Coinbase-incubated Ethereum Layer 2 network Base has deployed its "Azul" upgrade on testnet, marking the network's first independent upgrade ahead of a planned mainnet activation on May 13. The core innovation is a new multiproof system designed to advance decentralization and significantly speed up withdrawal finality for users.
The Azul upgrade introduces a hybrid proof model that combines trusted execution environment (TEE) proofs with zero-knowledge (ZK) proofs. According to the Base team, either proof type can independently finalize a transaction proposal. However, when both proofs agree, the system can reduce withdrawal finality time to as little as one day, addressing a key user friction point on Layer 2 networks.

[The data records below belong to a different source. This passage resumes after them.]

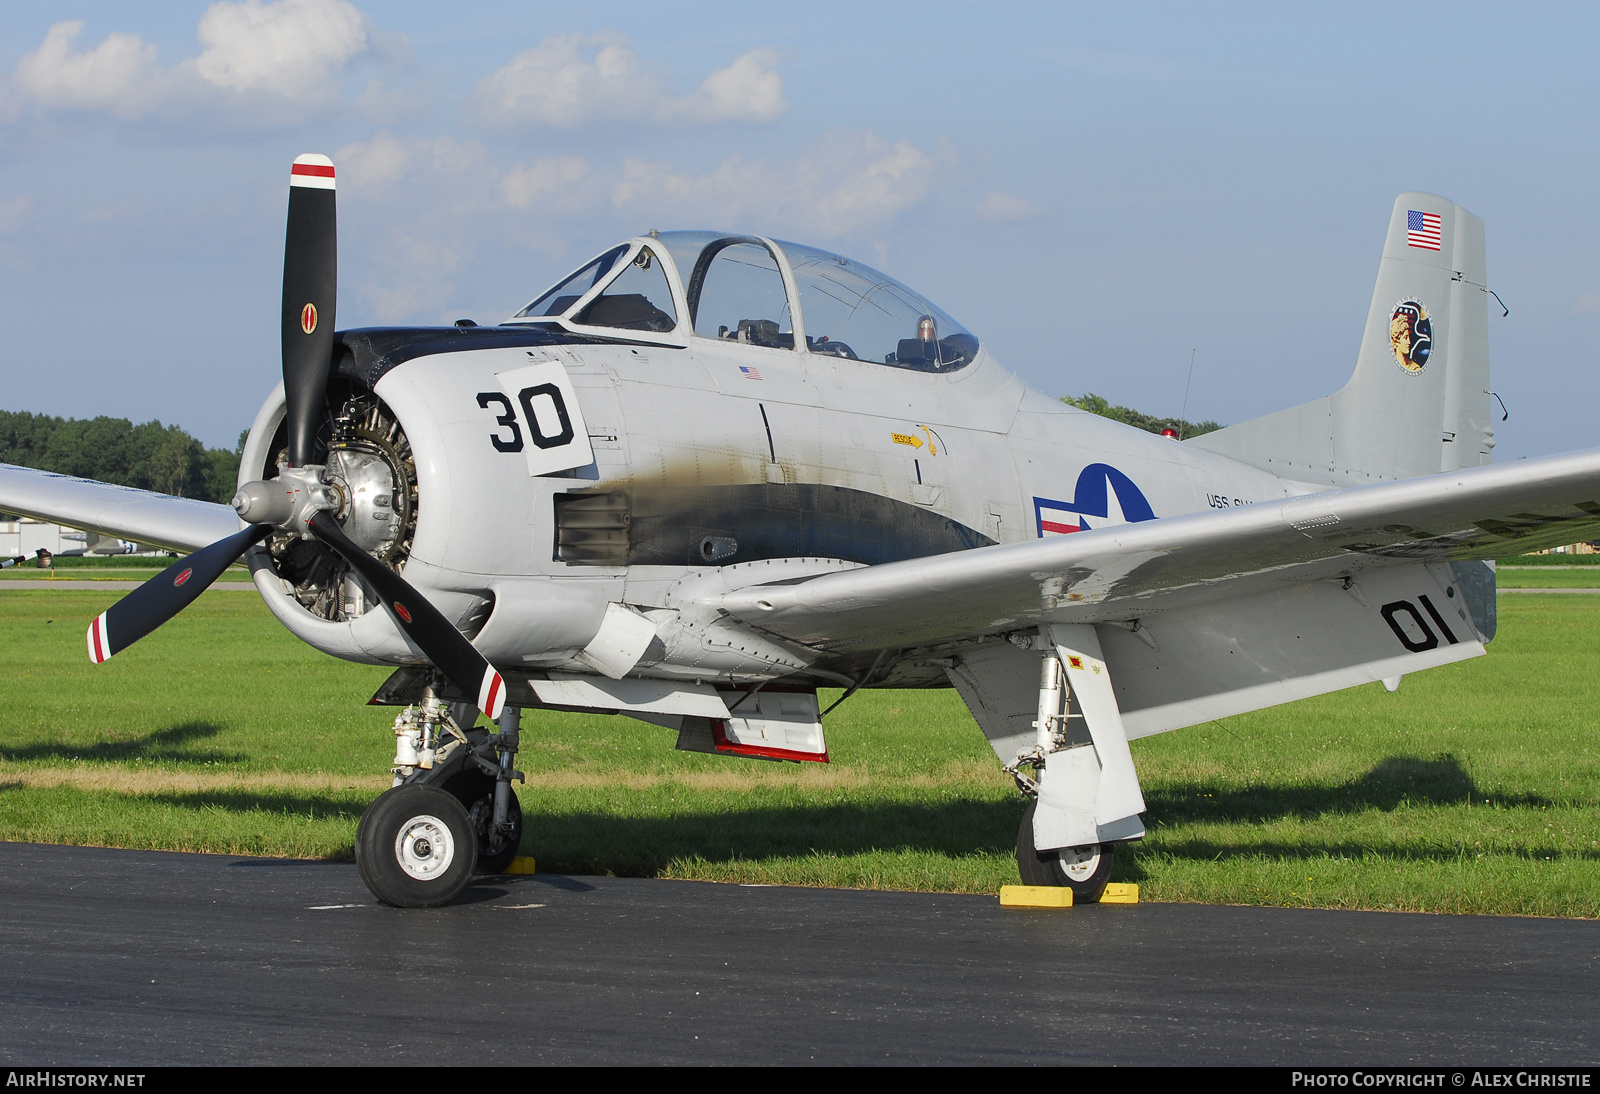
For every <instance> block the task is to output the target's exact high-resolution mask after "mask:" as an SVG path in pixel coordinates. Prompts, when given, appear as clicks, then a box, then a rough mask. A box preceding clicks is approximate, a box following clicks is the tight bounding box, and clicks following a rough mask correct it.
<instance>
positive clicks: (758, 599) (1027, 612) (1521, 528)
mask: <svg viewBox="0 0 1600 1094" xmlns="http://www.w3.org/2000/svg"><path fill="white" fill-rule="evenodd" d="M1594 537H1600V449H1589V451H1582V453H1571V454H1565V456H1547V457H1542V459H1525V461H1517V462H1512V464H1501V465H1498V467H1472V469H1462V470H1454V472H1446V473H1440V475H1427V477H1421V478H1408V480H1402V481H1389V483H1378V485H1371V486H1355V488H1350V489H1344V491H1336V493H1326V494H1310V496H1302V497H1294V499H1288V501H1280V502H1262V504H1256V505H1248V507H1242V509H1230V510H1221V512H1202V513H1190V515H1184V517H1166V518H1158V520H1147V521H1139V523H1131V525H1120V526H1115V528H1106V529H1093V531H1083V533H1075V534H1070V536H1054V537H1050V539H1040V541H1034V542H1027V544H1008V545H1002V547H979V549H974V550H966V552H958V553H949V555H936V557H930V558H918V560H910V561H901V563H888V565H883V566H867V568H861V569H853V571H846V573H837V574H824V576H819V577H813V579H810V581H803V582H797V584H792V585H754V587H749V589H741V590H736V592H730V593H725V595H722V597H718V598H715V606H717V608H720V609H722V611H726V613H728V614H731V616H734V617H738V619H742V621H746V622H749V624H752V625H755V627H760V629H762V630H766V632H771V633H774V635H781V637H784V638H789V640H792V641H800V643H805V645H808V646H813V648H819V649H874V648H890V646H898V648H907V646H918V645H933V643H939V641H950V640H957V638H968V637H973V635H984V633H1000V632H1005V630H1016V629H1022V627H1029V625H1037V624H1040V622H1098V621H1110V619H1130V617H1139V616H1142V614H1147V613H1152V611H1160V609H1168V608H1179V606H1194V605H1203V603H1211V601H1218V600H1226V598H1234V597H1240V595H1250V593H1254V592H1264V590H1270V589H1278V587H1285V585H1294V584H1304V582H1307V581H1315V579H1318V577H1333V576H1341V574H1354V573H1360V571H1363V569H1373V568H1387V566H1398V565H1405V563H1411V561H1429V560H1438V561H1443V560H1451V558H1504V557H1510V555H1520V553H1526V552H1530V550H1539V549H1544V547H1554V545H1560V544H1570V542H1574V541H1581V539H1594Z"/></svg>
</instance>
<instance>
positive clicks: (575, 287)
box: [507, 232, 978, 373]
mask: <svg viewBox="0 0 1600 1094" xmlns="http://www.w3.org/2000/svg"><path fill="white" fill-rule="evenodd" d="M507 323H512V325H523V323H555V325H560V326H563V328H566V329H571V331H574V333H586V334H597V336H602V337H605V336H610V337H618V336H622V337H627V339H630V341H645V342H664V344H670V345H685V344H688V341H690V339H691V337H704V339H718V341H725V342H739V344H746V345H762V347H766V349H774V350H795V349H803V350H805V352H810V353H821V355H826V357H838V358H845V360H853V361H872V363H877V365H888V366H893V368H909V369H917V371H922V373H949V371H954V369H958V368H962V366H963V365H968V363H970V361H971V360H973V358H974V357H976V355H978V339H976V337H973V334H971V333H968V331H966V328H963V326H962V325H960V323H957V321H955V320H954V318H950V317H949V315H947V313H946V312H944V310H942V309H939V307H936V305H934V304H933V302H931V301H928V299H926V297H925V296H922V294H920V293H914V291H912V289H909V288H906V286H904V285H901V283H899V281H896V280H894V278H891V277H888V275H885V273H878V272H877V270H874V269H872V267H867V266H862V264H859V262H856V261H854V259H846V258H843V256H838V254H830V253H829V251H819V250H816V248H811V246H802V245H798V243H784V242H779V240H768V238H763V237H757V235H728V234H722V232H659V234H651V235H650V237H640V238H635V240H629V242H627V243H621V245H618V246H613V248H611V250H610V251H606V253H603V254H600V256H597V258H595V259H592V261H589V262H587V264H584V266H582V267H579V269H578V270H576V272H574V273H571V275H570V277H566V278H563V280H562V281H560V283H557V285H555V288H552V289H550V291H547V293H544V294H542V296H541V297H539V299H536V301H534V302H533V304H530V305H528V307H525V309H522V310H520V312H517V313H515V315H514V317H510V318H509V320H507ZM622 331H627V334H622ZM797 336H798V337H800V339H803V341H798V342H797Z"/></svg>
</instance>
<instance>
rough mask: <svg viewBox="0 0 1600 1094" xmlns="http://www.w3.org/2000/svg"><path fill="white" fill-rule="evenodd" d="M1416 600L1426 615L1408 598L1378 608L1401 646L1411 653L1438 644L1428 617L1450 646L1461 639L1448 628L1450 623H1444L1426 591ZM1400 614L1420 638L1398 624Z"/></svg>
mask: <svg viewBox="0 0 1600 1094" xmlns="http://www.w3.org/2000/svg"><path fill="white" fill-rule="evenodd" d="M1418 601H1421V605H1422V611H1426V613H1427V617H1424V616H1422V611H1418V608H1416V605H1413V603H1411V601H1410V600H1395V601H1392V603H1387V605H1384V606H1382V608H1379V613H1381V614H1382V617H1384V622H1386V624H1389V629H1390V630H1392V632H1395V638H1398V640H1400V645H1402V646H1405V648H1406V649H1410V651H1411V653H1422V651H1424V649H1435V648H1437V646H1438V635H1435V633H1434V629H1432V627H1429V625H1427V621H1429V619H1432V621H1434V624H1435V625H1437V627H1438V632H1440V633H1442V635H1445V641H1448V643H1450V645H1451V646H1454V645H1456V643H1458V641H1461V640H1459V638H1456V632H1453V630H1451V629H1450V624H1446V622H1445V617H1443V616H1440V614H1438V608H1435V606H1434V601H1432V600H1429V598H1427V595H1426V593H1424V595H1421V597H1418ZM1400 616H1406V617H1408V619H1410V621H1411V625H1413V629H1414V630H1416V632H1418V633H1421V638H1416V637H1413V635H1411V633H1408V632H1406V629H1405V627H1403V625H1402V624H1400V619H1398V617H1400Z"/></svg>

The design includes a critical governance feature: if the two proof types conflict, permissionless ZK proofs can override the permissioned TEE proofs, giving the more open system the final say.
Beyond the multiproof system, the upgrade consolidates Base's client stack, replacing multiple legacy clients with a single execution client (base-reth-node) and a new consensus client derived from Kona (base-consensus). This architectural simplification has already yielded performance gains during testing, including sustained transaction bursts of 5,000 transactions per second (TPS) and a 99% reduction in empty block production—from around 200 daily blocks to just about two.
The Azul upgrade also aligns Base with Ethereum's Osaka execution-layer specifications, ensuring better compatibility for developers. The network emphasizes that this upgrade is a step toward its long-term goal of full zero-knowledge proving with near-instant finality, while currently strengthening its position within the Coinbase ecosystem and the broader OP Stack framework.